August 17, 2023
For decades, humans have been working in food processing, and for good reason. When people are available to work, they offer some critical benefits to production that robots have historically had a difficult time with. People can see an object in a sea of other products, determine how to pick that product, and then know what to do with that product. Humans do this while also using their dexterity to manipulate it with just the right amount of force needed to move at production rates. This makes humans the ideal solution for handling chaotic flow with piled, touching, unoriented products.
With the growing need to automate, machine builders are put in quite a pickle, trying to figure out non-human solutions to this problem. Singulation machines are often used as a solution but they have significant drawbacks. First of all, they occupy a massive amount of floor space, leaving a far larger footprint than a human worker would. Singulation machines are also unreliable, break down easily, and require a lot of cleaning and maintenance. This greatly bottlenecks speed and can reduce overall efficiency but this singulation is required for downstream machines. De-boners, trimmers, cutters, huskers, and portioners are all examples of machines that require specific orientation and spacing to function properly. At Soft Robotics, we’ve taken all these issues and have worked with leading food manufacturers to come up with a solution to tackle all of these requirements.

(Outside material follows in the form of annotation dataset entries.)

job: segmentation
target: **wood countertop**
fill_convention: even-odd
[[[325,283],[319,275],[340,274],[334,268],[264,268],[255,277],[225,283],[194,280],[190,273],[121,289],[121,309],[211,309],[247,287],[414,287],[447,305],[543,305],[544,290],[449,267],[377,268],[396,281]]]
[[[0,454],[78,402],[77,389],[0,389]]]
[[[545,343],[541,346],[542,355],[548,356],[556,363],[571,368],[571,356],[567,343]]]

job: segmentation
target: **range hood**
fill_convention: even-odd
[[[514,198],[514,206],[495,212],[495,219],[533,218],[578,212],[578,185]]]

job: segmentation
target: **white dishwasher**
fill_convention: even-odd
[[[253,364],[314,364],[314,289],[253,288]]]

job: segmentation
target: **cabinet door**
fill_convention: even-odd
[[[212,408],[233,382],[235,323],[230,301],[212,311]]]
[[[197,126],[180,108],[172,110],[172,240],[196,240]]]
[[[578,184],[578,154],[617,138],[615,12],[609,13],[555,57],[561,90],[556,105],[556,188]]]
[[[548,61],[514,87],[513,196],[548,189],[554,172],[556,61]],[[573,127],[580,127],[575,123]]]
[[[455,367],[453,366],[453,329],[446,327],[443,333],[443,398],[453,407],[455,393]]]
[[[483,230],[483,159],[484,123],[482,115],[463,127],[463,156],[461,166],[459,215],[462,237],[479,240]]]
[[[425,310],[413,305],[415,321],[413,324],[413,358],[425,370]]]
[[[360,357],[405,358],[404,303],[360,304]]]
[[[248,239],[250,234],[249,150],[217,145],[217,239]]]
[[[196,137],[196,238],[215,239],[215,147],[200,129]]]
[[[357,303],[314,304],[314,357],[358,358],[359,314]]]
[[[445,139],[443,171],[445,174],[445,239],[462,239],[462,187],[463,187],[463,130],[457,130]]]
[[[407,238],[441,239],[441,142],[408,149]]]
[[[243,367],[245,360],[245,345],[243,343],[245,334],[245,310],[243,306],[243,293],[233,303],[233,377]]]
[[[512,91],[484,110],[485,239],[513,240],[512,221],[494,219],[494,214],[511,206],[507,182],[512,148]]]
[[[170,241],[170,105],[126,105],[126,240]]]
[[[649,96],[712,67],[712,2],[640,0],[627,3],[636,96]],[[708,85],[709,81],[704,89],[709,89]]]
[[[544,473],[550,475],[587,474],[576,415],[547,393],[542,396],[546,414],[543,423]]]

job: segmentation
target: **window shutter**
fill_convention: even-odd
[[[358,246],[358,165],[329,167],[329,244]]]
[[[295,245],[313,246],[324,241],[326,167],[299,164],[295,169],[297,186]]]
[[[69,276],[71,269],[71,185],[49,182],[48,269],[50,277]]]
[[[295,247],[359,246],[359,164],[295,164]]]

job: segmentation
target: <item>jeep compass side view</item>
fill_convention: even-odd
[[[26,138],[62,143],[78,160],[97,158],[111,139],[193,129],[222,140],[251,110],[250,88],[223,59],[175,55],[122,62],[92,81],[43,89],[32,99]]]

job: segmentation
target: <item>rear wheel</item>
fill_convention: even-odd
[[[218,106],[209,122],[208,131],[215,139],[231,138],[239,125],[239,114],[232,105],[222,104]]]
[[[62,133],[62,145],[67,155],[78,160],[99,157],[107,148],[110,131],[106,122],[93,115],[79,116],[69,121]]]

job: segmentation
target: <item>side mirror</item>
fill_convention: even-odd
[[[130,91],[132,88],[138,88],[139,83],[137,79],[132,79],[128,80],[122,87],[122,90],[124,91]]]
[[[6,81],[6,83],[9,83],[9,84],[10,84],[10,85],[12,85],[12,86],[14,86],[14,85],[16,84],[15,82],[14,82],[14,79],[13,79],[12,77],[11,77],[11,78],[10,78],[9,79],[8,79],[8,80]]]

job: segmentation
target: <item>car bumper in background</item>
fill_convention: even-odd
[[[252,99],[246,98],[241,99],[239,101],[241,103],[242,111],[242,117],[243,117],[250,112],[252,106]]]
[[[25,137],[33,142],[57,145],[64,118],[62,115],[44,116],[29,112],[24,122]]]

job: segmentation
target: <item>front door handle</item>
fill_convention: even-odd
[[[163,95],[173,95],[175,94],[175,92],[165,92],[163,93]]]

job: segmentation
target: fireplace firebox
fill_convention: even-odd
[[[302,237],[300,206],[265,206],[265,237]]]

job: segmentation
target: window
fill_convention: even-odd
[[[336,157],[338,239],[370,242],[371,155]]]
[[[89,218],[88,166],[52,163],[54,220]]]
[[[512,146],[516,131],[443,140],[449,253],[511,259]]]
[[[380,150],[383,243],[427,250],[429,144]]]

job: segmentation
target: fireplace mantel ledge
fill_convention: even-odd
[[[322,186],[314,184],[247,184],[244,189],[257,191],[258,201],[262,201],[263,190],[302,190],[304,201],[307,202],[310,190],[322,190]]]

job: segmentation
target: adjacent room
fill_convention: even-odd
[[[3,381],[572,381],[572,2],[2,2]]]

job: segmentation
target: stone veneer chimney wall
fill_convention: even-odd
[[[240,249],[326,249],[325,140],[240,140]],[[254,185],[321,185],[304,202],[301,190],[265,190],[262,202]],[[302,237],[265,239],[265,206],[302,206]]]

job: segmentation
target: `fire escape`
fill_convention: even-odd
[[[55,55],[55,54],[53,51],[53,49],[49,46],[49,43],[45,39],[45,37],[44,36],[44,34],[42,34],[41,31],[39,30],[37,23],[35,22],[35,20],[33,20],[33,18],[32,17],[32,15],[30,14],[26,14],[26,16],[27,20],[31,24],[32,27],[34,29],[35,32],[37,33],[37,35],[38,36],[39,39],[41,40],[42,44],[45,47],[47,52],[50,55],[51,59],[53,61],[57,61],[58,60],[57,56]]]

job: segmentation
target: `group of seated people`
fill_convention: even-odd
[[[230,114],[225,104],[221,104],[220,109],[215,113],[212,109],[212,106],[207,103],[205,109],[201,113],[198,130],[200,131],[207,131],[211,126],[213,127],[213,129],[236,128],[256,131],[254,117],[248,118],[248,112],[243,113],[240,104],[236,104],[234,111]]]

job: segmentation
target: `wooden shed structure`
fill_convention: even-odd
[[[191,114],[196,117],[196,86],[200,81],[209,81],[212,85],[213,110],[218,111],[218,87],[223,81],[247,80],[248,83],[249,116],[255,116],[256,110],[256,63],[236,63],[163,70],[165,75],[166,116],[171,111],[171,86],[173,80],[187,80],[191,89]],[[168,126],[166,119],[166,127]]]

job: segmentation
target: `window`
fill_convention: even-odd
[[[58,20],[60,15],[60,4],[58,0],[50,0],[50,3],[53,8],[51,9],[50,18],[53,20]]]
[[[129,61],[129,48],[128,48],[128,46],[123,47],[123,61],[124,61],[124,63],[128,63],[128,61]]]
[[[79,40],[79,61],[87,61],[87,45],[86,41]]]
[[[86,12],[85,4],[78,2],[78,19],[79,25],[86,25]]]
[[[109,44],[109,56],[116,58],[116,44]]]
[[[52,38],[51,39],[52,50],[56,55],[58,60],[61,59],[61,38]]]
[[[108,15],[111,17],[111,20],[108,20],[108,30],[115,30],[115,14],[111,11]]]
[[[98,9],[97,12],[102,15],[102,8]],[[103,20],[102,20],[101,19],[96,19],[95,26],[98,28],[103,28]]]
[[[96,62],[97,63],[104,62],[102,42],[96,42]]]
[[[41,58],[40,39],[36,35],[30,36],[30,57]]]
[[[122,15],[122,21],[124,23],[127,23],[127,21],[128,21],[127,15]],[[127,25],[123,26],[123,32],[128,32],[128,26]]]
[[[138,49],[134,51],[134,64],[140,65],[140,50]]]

1. Touching, Overlapping, Chaotic Flow
mGripAI uses pre-trained object models to handle food that is touching, overlapping or even piled and it can handle any orientation. This revolutionary technology can eliminate virtually all infeed requirements! This is achievable by pre-trained object models, deep learning, and AI. At Soft Robotics, we’ve learned that traditional machine vision can struggle with the organic variability of food, but object models segment food without any problem and in real-time. We’ve taken the time to train and fine-tune these object models with hundreds of millions of images, so you don’t have to! You can focus on the overall system design and stop spinning your wheels training object models.
2. Robot Integration
Another large time sink in designing these lines is ensuring all of the equipment can talk to each other. mGripAI makes this process as easy as possible by having 1 common interface for the hands (control module/grippers), eyes (perception module/vision camera), and brain (intelligence module/computer). You can select your robot’s brand and IP address and mGripAI will automatically format the pick coordinates for your specific robot.
3. Moving / Rolling / Stacked Product
mGripAI can even handle product that rolls, moves, or is buried and it does this by having a camera look directly into the robot pick area. Traditional systems have upstream imaging, giving enough time for the vision system to identify products and to make sure the robot is out of the way. mGripAI has pre-trained object models that allow us to identify products in real-time. It can also determine if the robot is blocking the field of view and should stop acquiring images. If the product is piled, mGripAI can see the piece under the pile after the top pieces are removed.
4. Food Safety
When mGripAI is picking food it makes sure to do so with a delicate touch. This is to ensure that the food is safe and not damaged or bruised by the robot. mGripAI will match the speed of the food and open to a dynamic amount depending on the size of the product being picked. It makes sure it doesn’t grip large products too tightly or small products too loosely, giving you confidence the food will be in pristine condition downstream. In addition to being food safe, mGripAI is IP69K and can easily be cleaned with standard washdown practices, keeping it simple for your sanitation.
5. Valuable Pick Data
In addition to successfully segmenting products and sending pick coordinates to the robot, mGripAI can capture tons of additional information about what you are picking. It can determine orientation, size, distinguish between SKUs, and much more. This data can help drive upstream process improvements to help increase yield.